You can also find guilty pleasure reads and very obscure or weird books that you’ve probably never heard of.
It’s also become very easy to promote your newly published book with social media. The BookTok effect goes beyond just the app. If your book trends or becomes viral, there’s a chance it could end up on main bookstore shelves like Target and Barnes and Noble. If you are an aspiring author, BookTok is the missing piece to your story. You can promote your book in three minutes or less, while also providing a complete review of it.
For example, young adult romance author, Colleen Hoover, became a very popular name because of Booktok. She’s been deemed the “queen of BookTok” with her own hashtag (#colleenhoover) and has gained hundreds of thousands of followers. One of her novels even got a movie adaptation this year, “It Ends With Us.” This book was published back in 2016, but gained relevancy around 2022 because of the emerging trend of BookTok.
BookTok has expanded the genre of romance as we know it. It’s no longer the traditional boy and girl story or LGBTQ+ love affairs, it now includes edgier and erotic content. Some of the common tropes that can be found in these romance books are opposites attract, friends to lovers, college romance, murder mystery, enemies to lovers, forbidden love and much more.

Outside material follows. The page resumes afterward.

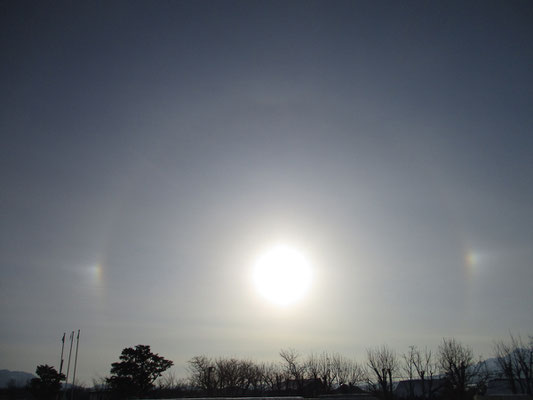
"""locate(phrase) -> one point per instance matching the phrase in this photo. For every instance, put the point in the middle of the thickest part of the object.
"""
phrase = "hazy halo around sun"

The whole romance subgenre on TikTok is appropriately known as SpicyBookTok or SpicyTok.
This newer trend (or hashtag) is the place to explore if you’re trying to get out of a reading slump or want to explore something new. BookTok provides an endless array of recommendations, from different genres from around the world and across the literary spectrum. Yet, they all evoke the same sense of escapism that books offer, just through a fresh lens.